Mindfulness is one of those words that has started to lose meaning through overuse. At its simplest level mindfulness is just being in the present. Mindfulness combats aspects of mental distress like worry, constantly catastrophising about the future, or regret, dwelling in the past to a harmful degree. Gardening takes you out of your head and into your hands where you can focus on the current task completely.

  1. Hope

This might seem contradictory to mindfulness but bear with us. Growing is all about hope. You plant a seed and you give it what it needs and then you hope that there will be a good outcome in the future. The analogy of surviving the winter in the hope that spring will come is often used in mental health treatment. Growing is a physical representation of exactly that process.

  1. Giving

The act of doing something for someone else is very powerful. It promotes so many of the emotions that lead to improved mental health. Seeing someone happy because of something that you have done, reminds us that we do have the power and the ability to improve a situation, to affect positivity. Whether it’s a bag of apples or a bunch of herbs, having something to give is the antithesis of the common feeling of emptiness that poor mental health can cause. It creates an outward focus that distracts from the self-consciousness and self-destructiveness of depression and anxiety.

  1. Social

While growing can be a very solitary activity it doesn’t have to be done wholly in isolation. There is a strong community aspect to being part of a group that understands and shares experiences and knowledge. Whether it’s a community garden, an allotment, chatting over the fence to a neighbour, swapping veg or joining a GIY group, there are multiple access points to a wider community of growers. Combatting isolation and making connections is a huge part of tackling mental health issues.

  1. Achievement

There is nothing like the feeling of digging up your own spuds, eating your first homegrown tomatoes or cooking with your own herbs. The creation of a physical thing from your own work, that you can then use to nourish yourself, is a great boost to self-esteem that can’t be underestimated.

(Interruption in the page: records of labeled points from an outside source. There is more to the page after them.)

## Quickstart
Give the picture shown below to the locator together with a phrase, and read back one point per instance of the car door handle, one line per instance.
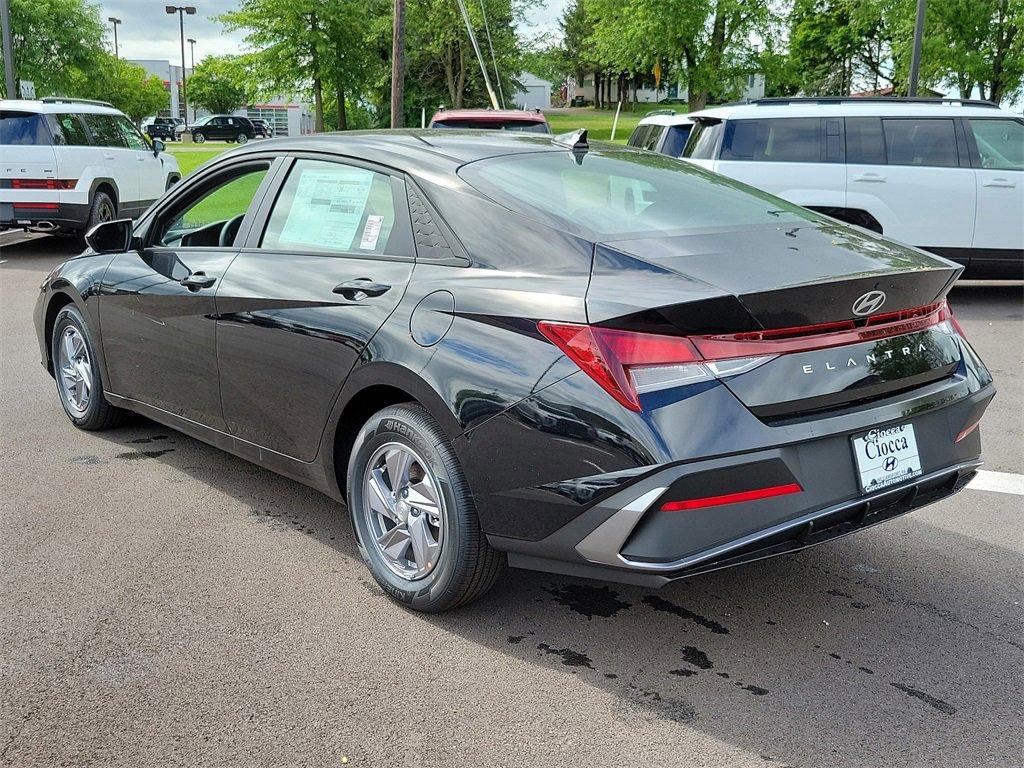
(198, 281)
(359, 289)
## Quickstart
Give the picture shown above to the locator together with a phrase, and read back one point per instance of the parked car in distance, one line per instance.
(584, 358)
(945, 175)
(158, 127)
(664, 132)
(68, 164)
(231, 128)
(492, 120)
(262, 128)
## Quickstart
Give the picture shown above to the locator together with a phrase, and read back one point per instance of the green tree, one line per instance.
(54, 42)
(217, 85)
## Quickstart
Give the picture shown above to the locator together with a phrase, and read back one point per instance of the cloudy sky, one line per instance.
(147, 32)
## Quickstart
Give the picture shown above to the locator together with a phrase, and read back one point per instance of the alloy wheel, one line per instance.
(403, 510)
(75, 370)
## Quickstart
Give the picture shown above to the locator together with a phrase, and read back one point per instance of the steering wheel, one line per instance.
(228, 230)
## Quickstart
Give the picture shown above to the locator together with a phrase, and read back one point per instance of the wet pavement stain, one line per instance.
(136, 455)
(589, 601)
(569, 657)
(658, 603)
(696, 657)
(931, 700)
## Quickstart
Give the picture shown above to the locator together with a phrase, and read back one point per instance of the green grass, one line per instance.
(598, 122)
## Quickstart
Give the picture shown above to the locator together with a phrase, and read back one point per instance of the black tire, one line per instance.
(97, 414)
(467, 566)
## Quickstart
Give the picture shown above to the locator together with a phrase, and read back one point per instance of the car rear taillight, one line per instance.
(628, 364)
(43, 183)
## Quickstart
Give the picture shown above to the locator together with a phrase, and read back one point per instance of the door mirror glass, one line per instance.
(111, 237)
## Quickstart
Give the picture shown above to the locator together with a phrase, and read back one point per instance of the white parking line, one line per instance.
(999, 482)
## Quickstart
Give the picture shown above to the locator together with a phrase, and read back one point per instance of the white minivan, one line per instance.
(940, 174)
(68, 164)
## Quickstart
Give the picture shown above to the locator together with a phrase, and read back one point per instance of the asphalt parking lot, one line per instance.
(164, 603)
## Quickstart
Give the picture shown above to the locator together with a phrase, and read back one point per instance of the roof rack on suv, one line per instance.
(873, 99)
(69, 100)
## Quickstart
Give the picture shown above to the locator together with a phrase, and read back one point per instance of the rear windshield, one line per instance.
(523, 126)
(24, 128)
(620, 194)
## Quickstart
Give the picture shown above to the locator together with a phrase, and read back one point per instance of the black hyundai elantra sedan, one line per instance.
(506, 348)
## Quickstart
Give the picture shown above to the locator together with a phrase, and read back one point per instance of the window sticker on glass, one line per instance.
(371, 232)
(328, 207)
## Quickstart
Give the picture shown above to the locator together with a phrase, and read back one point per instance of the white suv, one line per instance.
(68, 164)
(946, 175)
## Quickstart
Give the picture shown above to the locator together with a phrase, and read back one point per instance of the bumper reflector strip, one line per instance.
(742, 496)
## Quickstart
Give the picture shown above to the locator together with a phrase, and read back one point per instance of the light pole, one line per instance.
(181, 10)
(115, 22)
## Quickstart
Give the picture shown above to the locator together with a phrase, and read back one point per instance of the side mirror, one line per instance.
(111, 237)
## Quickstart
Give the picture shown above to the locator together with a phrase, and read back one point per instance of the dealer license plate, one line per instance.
(887, 456)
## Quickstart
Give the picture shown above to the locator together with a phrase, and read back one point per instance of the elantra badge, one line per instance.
(868, 303)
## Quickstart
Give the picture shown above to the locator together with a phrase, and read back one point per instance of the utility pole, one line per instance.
(919, 34)
(8, 50)
(115, 22)
(181, 10)
(397, 62)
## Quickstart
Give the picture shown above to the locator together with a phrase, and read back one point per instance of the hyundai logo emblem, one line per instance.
(869, 302)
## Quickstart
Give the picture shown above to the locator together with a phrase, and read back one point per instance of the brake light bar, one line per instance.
(43, 183)
(742, 496)
(627, 364)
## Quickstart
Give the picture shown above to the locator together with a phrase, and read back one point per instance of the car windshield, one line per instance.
(622, 194)
(24, 128)
(523, 126)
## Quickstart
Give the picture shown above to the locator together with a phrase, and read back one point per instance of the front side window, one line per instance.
(622, 194)
(213, 218)
(777, 140)
(69, 131)
(928, 141)
(26, 128)
(1000, 143)
(332, 208)
(704, 139)
(104, 130)
(131, 136)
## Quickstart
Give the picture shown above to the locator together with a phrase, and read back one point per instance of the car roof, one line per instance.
(418, 147)
(53, 107)
(666, 120)
(851, 108)
(489, 115)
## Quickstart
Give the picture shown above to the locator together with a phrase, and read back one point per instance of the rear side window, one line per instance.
(26, 128)
(930, 141)
(69, 130)
(778, 140)
(333, 208)
(704, 139)
(675, 140)
(864, 142)
(104, 130)
(1000, 143)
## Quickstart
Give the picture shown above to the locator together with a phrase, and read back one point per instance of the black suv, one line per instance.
(223, 127)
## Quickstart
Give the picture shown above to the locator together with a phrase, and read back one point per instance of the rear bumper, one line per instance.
(66, 216)
(626, 537)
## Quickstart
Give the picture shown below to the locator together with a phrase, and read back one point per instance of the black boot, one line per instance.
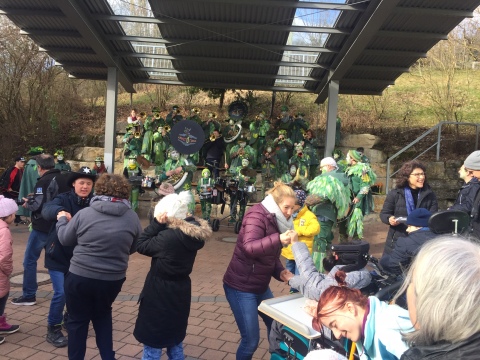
(55, 336)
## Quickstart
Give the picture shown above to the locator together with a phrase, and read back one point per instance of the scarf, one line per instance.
(272, 207)
(110, 199)
(409, 199)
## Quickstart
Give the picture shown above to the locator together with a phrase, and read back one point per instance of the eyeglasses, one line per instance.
(316, 325)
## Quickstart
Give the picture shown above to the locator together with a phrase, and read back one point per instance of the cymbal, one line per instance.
(248, 172)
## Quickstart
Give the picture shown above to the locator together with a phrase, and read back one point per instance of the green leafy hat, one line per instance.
(355, 155)
(35, 150)
(59, 152)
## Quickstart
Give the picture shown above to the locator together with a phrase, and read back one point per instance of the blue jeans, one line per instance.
(244, 306)
(55, 315)
(173, 353)
(291, 266)
(36, 242)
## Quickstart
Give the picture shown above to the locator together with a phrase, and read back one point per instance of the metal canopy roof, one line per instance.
(275, 45)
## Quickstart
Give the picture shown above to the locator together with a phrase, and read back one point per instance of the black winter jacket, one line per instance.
(166, 296)
(45, 190)
(465, 350)
(57, 256)
(404, 251)
(466, 196)
(395, 205)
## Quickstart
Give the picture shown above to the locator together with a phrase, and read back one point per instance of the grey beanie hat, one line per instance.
(472, 162)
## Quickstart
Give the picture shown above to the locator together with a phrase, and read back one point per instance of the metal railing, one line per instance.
(437, 127)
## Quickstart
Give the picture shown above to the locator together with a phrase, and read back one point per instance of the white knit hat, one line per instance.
(175, 205)
(7, 206)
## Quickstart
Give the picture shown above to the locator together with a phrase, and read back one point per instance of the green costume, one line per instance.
(239, 152)
(132, 142)
(310, 149)
(283, 147)
(285, 121)
(29, 179)
(269, 168)
(147, 143)
(173, 116)
(361, 178)
(160, 143)
(204, 190)
(228, 132)
(240, 196)
(132, 169)
(258, 132)
(333, 200)
(299, 126)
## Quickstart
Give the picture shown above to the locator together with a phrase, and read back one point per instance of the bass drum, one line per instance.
(218, 197)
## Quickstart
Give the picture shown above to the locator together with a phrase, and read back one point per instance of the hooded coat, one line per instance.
(166, 296)
(396, 205)
(465, 350)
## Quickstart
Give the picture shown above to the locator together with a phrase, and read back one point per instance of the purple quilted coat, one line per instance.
(256, 257)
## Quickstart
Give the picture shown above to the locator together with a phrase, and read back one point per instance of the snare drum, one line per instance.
(220, 184)
(147, 182)
(233, 185)
(205, 192)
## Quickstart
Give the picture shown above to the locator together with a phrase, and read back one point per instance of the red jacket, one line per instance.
(256, 257)
(6, 261)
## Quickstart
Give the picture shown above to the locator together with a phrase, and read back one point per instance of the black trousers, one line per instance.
(90, 300)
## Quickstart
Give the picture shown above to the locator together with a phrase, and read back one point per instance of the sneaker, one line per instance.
(10, 330)
(24, 301)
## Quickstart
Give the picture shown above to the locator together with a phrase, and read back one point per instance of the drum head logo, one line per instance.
(187, 137)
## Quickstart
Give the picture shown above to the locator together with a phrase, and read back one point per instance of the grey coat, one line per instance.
(312, 284)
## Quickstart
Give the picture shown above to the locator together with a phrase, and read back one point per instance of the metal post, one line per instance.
(110, 119)
(332, 109)
(274, 97)
(476, 137)
(439, 139)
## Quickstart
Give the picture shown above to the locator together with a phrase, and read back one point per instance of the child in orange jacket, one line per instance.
(306, 225)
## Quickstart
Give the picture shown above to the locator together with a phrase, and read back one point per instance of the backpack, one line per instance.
(5, 179)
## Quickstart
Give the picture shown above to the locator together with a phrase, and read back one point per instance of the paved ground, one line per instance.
(212, 333)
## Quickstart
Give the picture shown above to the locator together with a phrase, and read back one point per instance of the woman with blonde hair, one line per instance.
(103, 235)
(266, 228)
(443, 292)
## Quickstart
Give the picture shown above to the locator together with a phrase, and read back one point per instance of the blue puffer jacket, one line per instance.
(57, 256)
(256, 257)
(404, 251)
(383, 332)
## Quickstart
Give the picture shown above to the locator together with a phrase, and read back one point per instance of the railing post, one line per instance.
(387, 181)
(439, 137)
(476, 137)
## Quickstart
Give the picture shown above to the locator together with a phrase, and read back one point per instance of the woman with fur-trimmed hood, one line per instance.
(172, 241)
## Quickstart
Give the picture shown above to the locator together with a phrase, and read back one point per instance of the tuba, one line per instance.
(236, 132)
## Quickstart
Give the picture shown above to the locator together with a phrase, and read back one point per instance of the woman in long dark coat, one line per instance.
(172, 241)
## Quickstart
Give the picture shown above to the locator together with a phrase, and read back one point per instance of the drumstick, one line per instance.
(352, 351)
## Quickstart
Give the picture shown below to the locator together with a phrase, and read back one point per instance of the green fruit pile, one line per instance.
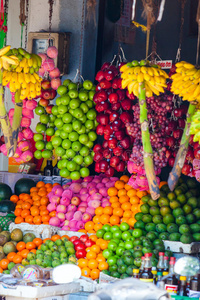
(126, 247)
(53, 254)
(75, 122)
(175, 216)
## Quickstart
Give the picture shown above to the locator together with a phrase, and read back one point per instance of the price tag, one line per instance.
(165, 64)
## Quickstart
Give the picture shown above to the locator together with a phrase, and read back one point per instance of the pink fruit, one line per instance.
(54, 221)
(28, 133)
(61, 208)
(52, 52)
(86, 217)
(27, 113)
(25, 122)
(23, 146)
(77, 216)
(69, 215)
(31, 104)
(55, 83)
(51, 206)
(94, 203)
(54, 73)
(65, 201)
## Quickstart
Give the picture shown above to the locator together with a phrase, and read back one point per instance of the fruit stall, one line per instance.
(102, 189)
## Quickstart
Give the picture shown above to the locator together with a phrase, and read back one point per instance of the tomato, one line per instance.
(83, 238)
(80, 254)
(73, 238)
(89, 243)
(80, 246)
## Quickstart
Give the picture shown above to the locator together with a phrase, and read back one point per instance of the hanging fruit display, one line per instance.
(114, 107)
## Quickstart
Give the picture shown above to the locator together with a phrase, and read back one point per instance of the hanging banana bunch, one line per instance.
(153, 77)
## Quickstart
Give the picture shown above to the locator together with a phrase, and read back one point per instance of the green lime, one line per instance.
(172, 227)
(157, 219)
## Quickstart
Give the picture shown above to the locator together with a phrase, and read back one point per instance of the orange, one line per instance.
(131, 193)
(19, 220)
(91, 254)
(119, 184)
(17, 212)
(30, 245)
(92, 263)
(82, 262)
(116, 204)
(4, 263)
(97, 226)
(40, 184)
(25, 213)
(10, 256)
(37, 220)
(123, 199)
(29, 219)
(104, 219)
(55, 237)
(94, 274)
(127, 187)
(127, 214)
(14, 198)
(89, 225)
(118, 211)
(126, 206)
(103, 265)
(35, 212)
(96, 219)
(134, 200)
(20, 246)
(93, 237)
(140, 194)
(37, 241)
(114, 220)
(125, 178)
(113, 199)
(17, 259)
(108, 210)
(99, 210)
(112, 191)
(24, 253)
(95, 248)
(85, 272)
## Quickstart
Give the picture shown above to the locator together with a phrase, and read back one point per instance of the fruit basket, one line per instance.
(179, 247)
(42, 231)
(6, 220)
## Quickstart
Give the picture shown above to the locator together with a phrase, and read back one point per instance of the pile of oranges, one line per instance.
(94, 263)
(125, 203)
(32, 208)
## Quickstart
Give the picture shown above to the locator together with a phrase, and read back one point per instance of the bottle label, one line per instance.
(194, 294)
(147, 279)
(171, 289)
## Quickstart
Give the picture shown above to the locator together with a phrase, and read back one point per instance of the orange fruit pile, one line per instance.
(32, 208)
(94, 263)
(125, 203)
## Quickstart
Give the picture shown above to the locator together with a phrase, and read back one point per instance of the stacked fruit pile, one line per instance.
(175, 216)
(32, 208)
(45, 128)
(75, 203)
(124, 204)
(75, 120)
(113, 106)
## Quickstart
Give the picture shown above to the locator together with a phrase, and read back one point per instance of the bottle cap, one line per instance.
(183, 277)
(165, 273)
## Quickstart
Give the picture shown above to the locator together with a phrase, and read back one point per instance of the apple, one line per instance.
(114, 161)
(45, 84)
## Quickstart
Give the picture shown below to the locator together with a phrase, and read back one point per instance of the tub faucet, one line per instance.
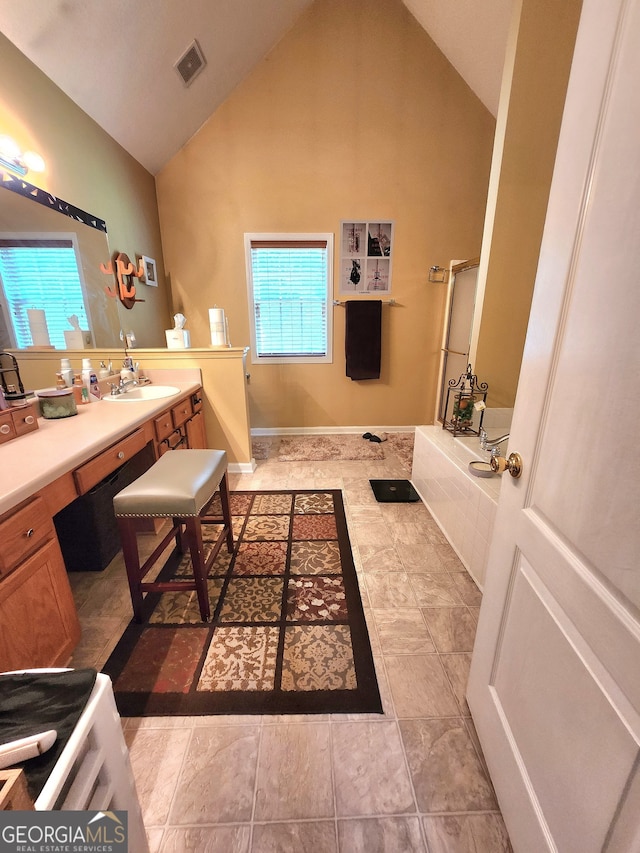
(487, 443)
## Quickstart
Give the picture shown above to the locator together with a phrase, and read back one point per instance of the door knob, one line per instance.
(513, 464)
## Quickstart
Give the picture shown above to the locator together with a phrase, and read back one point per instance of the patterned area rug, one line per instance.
(287, 635)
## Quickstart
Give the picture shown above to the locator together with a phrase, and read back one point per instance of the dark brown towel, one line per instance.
(362, 339)
(34, 702)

  1. Fresh Air And Sunlight

In our modern sedentary, indoor lives we are often divorced from nature. As a species we evolved in nature, and spent 99% of our existence as hunter gatherers and farmers. This new way of living does not suit the way our brains and bodies evolved to function. There is strong evidence to suggest that spending time in nature, feeling the soil, absorbing some sunlight and being exposed to the elements promotes not just physical health, but emotional wellbeing. Growing food satisfies a primal urge we all have; to nourish ourselves and to have contact with, and some control over our environment.

  1. Contact With Soil

There are physical benefits to working with soil. Microbes that exist in the soil number in the millions and we ingest them through inhalation or through our skin when we work close to the soil. One such microbe called Mycobacterium vaccae is shown to boost levels of serotonin in our bodies. Serotonin plays a very important part in our mood-low levels cause low mood, depression and anxiety. Higher levels promote happiness, wellbeing and contentment. Just spending time outdoors in nature can boost our mental and physical wellbeing.